For practical purposes, this is strictly not true. The frequency measured always tends to be lower than what you theoretically calculate. The pipe appears to be acoustically somewhat longer than its physical length. The increase in length depends on the radius of the pipe.
To account for that, additional corrective length (approximate) is added in the formula.

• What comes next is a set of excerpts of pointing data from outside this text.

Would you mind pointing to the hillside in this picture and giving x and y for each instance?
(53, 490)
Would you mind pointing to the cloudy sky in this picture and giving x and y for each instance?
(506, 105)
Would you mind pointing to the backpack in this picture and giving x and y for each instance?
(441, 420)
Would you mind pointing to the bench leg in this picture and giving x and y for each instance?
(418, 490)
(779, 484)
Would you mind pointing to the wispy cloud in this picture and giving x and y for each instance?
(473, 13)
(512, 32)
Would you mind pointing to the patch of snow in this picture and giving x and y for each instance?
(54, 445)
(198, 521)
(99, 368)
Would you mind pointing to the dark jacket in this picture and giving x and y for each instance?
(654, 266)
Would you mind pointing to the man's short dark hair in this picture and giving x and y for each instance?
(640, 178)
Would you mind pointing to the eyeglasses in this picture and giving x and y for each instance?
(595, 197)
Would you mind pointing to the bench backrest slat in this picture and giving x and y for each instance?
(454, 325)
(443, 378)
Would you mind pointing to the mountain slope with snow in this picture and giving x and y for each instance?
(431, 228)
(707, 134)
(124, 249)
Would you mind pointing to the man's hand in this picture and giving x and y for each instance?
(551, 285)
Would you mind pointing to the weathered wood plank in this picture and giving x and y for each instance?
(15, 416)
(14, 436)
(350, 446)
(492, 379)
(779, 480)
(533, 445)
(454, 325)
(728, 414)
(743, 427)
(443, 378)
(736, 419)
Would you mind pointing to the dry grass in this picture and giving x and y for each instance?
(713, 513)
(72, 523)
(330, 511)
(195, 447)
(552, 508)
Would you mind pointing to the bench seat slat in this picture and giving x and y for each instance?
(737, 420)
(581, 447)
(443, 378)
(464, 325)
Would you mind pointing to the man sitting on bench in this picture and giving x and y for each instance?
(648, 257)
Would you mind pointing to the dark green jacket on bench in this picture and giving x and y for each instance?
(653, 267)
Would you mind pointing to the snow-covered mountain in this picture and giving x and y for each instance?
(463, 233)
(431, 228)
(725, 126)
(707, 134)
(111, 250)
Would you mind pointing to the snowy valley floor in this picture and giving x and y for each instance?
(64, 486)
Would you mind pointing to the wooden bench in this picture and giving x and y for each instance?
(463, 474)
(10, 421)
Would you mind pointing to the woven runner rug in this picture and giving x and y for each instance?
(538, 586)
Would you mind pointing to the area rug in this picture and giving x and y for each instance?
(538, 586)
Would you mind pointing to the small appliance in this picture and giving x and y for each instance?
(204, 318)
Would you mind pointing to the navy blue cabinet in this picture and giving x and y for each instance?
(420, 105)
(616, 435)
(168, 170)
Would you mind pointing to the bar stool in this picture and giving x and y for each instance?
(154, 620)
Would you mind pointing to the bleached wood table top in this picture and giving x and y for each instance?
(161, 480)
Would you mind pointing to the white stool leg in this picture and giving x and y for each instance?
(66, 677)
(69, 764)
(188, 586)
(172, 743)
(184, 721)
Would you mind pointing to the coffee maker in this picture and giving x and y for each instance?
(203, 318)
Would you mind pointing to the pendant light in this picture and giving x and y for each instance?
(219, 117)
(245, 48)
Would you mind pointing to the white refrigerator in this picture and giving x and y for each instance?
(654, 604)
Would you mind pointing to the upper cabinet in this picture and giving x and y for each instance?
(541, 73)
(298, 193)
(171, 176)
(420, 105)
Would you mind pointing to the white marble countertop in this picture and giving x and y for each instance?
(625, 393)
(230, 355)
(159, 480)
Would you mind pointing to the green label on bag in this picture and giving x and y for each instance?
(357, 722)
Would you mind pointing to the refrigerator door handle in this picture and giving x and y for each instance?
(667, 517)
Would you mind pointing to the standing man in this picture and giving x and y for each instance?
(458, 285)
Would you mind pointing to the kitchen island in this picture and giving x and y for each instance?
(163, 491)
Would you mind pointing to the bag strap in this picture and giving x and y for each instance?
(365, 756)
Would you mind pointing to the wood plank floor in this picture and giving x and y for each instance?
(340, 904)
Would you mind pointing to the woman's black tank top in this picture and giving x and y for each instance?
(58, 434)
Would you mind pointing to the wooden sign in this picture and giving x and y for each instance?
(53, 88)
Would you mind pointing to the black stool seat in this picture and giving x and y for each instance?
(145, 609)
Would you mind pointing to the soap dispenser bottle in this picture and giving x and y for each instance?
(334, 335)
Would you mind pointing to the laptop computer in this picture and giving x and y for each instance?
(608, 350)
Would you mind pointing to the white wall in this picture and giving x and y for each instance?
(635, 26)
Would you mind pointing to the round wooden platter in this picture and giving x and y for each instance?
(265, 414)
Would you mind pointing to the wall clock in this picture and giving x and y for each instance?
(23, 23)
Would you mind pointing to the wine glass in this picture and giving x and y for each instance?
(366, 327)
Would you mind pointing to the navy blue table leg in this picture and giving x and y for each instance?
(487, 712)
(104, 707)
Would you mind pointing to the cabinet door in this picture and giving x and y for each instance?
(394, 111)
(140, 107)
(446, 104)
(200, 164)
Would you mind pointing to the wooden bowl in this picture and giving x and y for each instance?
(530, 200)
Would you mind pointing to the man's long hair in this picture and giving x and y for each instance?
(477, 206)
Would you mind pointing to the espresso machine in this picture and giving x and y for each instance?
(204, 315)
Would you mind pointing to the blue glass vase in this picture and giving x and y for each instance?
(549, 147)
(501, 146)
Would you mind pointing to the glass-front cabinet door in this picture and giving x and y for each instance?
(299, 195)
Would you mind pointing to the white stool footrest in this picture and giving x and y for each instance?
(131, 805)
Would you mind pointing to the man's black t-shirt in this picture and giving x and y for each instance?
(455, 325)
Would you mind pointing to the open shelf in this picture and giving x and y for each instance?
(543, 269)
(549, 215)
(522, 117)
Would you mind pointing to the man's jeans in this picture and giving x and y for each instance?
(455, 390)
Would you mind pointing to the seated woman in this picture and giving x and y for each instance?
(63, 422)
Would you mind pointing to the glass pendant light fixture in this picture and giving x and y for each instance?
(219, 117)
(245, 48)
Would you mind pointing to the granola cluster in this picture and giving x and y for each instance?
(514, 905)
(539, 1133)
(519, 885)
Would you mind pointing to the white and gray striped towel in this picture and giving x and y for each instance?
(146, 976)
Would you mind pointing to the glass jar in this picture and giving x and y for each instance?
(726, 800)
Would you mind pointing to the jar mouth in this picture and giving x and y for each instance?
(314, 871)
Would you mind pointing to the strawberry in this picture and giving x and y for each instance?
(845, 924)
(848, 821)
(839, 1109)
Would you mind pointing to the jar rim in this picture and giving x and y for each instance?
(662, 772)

$$\Delta L_{closed-pipe} = 0.6r = 0.3D$$
$$\Delta L_{open-pipe} = 1.2r = 0.6D$$
The cause of this increase in length is:

A theoretical basis for computation of the end correction is the
  radiation acoustic impedance of a circular piston. This impedance
  represents the ratio of acoustic pressure at the piston, divided by
  the flow rate induced by it. The air speed is typically assumed to be
  uniform across the tube end. This is a good approximation, but not
  exactly true in reality, since air viscosity reduces the flow rate in
  the boundary layer very close to the tube surface. Thus, air column
  inside the tube is loaded by the external fluid due to sound energy
  radiation. This requires an additional length to be added to the
  regular length for calculating the natural frequency of the pipe
  system.
  Source: https://en.wikipedia.org/wiki/End_correction